I was going to respond last night, but I'd been incubatored-out.

Noel J. Bergman wrote:
Davanum Srinivas wrote:


this is just for sources of javax.* NOT implementations. One location
for a servlet-api.jar, jaxrpc.jar, saaj.jar, xml-apis.jar.


Geir wrote:


No - the spec jars for those things.  Not the implementations.


Ah.  And JavaMail?  There is only one functional JavaMail out there, and it
comes from Sun.

JavaMail appears to the exception to the "Java is a spec-driven ecosystem" rule. :) I think that it's a corner case due to the history of it - it was before the modern JCP era, and my understanding is that it was originally done for client side when everyone [at Sun] thought that everything would be java everywhere.

  Maybe Classpathx's can be considered functional.  So we're
talking just about interfaces, and dummy stubs of classes without any real
functionality?

Yes - that's what has been driving my thinking, but the more I think about it, the more I need to go back and figure out what %-age of specs this is relevant - those that are "mostly" interface.


What's the point?  To show that you can compile and link against the spec?

That actually is near to what is valuable for people, yes.

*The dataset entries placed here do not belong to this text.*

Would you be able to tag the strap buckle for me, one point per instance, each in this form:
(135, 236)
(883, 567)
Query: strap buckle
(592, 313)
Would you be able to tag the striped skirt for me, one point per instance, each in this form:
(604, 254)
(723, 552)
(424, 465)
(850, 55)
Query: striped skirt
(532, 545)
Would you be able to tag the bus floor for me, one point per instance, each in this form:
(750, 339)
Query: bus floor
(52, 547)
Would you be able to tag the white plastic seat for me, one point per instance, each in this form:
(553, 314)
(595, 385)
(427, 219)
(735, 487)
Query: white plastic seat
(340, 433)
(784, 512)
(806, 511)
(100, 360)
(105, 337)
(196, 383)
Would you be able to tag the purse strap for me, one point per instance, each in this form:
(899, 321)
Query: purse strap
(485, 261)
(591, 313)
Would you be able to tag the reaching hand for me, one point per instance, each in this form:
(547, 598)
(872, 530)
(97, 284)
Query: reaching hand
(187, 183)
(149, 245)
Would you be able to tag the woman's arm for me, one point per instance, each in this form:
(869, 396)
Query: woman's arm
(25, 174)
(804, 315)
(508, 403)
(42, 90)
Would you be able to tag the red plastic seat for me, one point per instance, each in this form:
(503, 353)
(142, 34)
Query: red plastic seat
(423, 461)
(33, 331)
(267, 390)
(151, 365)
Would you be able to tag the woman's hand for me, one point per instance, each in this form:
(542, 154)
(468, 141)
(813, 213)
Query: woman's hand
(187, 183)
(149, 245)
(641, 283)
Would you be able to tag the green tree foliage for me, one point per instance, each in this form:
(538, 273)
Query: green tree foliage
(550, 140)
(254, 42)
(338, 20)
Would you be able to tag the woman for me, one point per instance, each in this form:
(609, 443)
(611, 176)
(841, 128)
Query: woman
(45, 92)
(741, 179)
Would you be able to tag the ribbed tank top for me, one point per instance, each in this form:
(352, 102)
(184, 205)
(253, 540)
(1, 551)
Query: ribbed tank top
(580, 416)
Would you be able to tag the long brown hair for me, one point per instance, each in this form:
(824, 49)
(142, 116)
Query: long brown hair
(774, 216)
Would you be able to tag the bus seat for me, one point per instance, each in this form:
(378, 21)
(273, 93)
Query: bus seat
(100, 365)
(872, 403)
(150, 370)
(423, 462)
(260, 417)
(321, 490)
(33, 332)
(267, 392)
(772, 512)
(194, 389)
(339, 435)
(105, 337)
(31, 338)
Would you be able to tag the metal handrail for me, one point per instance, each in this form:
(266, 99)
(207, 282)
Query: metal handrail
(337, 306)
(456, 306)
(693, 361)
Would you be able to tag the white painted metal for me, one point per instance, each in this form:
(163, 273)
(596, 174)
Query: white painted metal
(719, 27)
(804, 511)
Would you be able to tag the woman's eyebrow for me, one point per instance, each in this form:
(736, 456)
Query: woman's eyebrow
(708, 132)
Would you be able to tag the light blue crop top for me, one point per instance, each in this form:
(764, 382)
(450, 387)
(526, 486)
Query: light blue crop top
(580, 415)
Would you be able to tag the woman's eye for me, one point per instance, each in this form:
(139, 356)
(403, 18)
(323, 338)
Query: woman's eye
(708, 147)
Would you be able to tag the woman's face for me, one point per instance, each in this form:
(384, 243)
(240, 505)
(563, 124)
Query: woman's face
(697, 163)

Writing code that works w/ API $foo needs the jar to compile against.

And, as Craig noted: "There is often what you might call "implementation" in
the javax.<spec> domain."

Yes, sadly. That's the problem. We'd have to decide how much for a given JSR before it doesn't make sense.


And how does this square with Geir's comment:


What we're trying to avoid is for those projects that are doing
compatible implementations, when people combine code from other
projects, there are collisions.


Why would there be collisions if we are talking about a spec jar, except
when the spec jars are also the implementation?

Yes, that's the problem. I've repeated my JAXR story enough not to have to repeat it here, but I'm sure it happens more than we ever see.

I find that I am more in agreement with Craig and ... well ... Craig ...
hmmm ... odd coincidence.  And both work for Sun.  Odder still.  In any
event, the idea of an map to where the JSRs are hosted makes sense, but an
uber-umbrella isn't making sense to me, so far.